I had to admit a new symptom. A bad one. Losing time.

Originally posted 3 September, 2013

For those that missed the fun, last week I was hooked up to an EEG all week. An ambulatory EEG it’s called, you walk around with electrodes stuck to your head for 4 and a bit days. I was a bit like the Borg Queen. Well not really, but I did put my scarf collection to good use, even getting to wear my beloved UN scarf.

This test (which was organised spectacularly quickly for reasons I am still unsure of as I was told it would be months) was ordered by my awesome neuro after I had to admit a new symptom. A bad one. Losing time.

Time is an interesting commodity. So intangible, so finite, so defined and yet so subjective.

One could argue that I’ve been losing time throughout this entire broken brain nonsense, which has cost me 18 months of my life now. I choose not to think of it that way, or try not to, even if it’s kinda true.

But the kind of losing time that has caused the latest flurry of hospital visits and furrowed doctors’ brows is the kind where I suddenly realise that it’s about an hour or two later than I thought, and I can’t tell you what’s happened.

So I’ll be sitting here in my jamies at about 8.30 mucking around on the internet, eating breakfast, saying good morning to my tweeps… and then it’s 10.45. I obviously finished breakfast and at some point put the dishes on the sink, and by the looks started getting dressed because my jamie top has been replaced with a shirt… but I don’t remember it, and I can’t tell you what else has happened.

Occasionally there are entire Twitter conversations sitting right there in the window, timecoded as happening just minutes earlier, and I have no recollection of it.

The time is just… lost.

This has also been associated with a rapid occurrence of my brain crashes (which have happened before during particularly bad migraines or during bad fatigue). That’s where I am aware that my brain isn’t working as it should, like it’s been switched to slow-mo, my language and decision making ability becomes impaired, and I just can’t think. Usually I’d have a sleep and be fine, Coke (the drink) also helps, or just leave me alone for a bit and I’ll reboot. It’s usually accompanied by nausea, which is all I end up thinking about while waiting for the lights to come back on.

I have no idea what’s going on – and it will be awhile before I have results and stuff, which may say nothing at all – but this is scary.

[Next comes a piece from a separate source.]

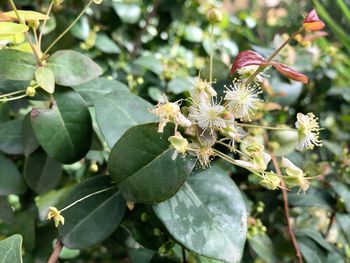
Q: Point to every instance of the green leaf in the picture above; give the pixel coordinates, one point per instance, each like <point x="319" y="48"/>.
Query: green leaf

I cannot convey the unusual fear associated with your brain not working, simply because you can’t rely on your brain to assess what’s going on. Contrasted say to your foot being broken – you can see it, feel it, compare it to your other foot, and have confidence in the assessment your brain is making of the situation. I’ve gotten used to that and it doesn’t really bother me anymore – it is what it is.

But losing time, finding yourself somewhere and not knowing how you got there, doing things and not remembering doing them… this is not ok.

Obviously the return to work plan is on hold. Right now I’m just trying to stay on top of uni, everything else is being deferred or handed off to someone else.

This is a temporary set back. This has to be temporary. Otherwise God and I are going to have some fricken words.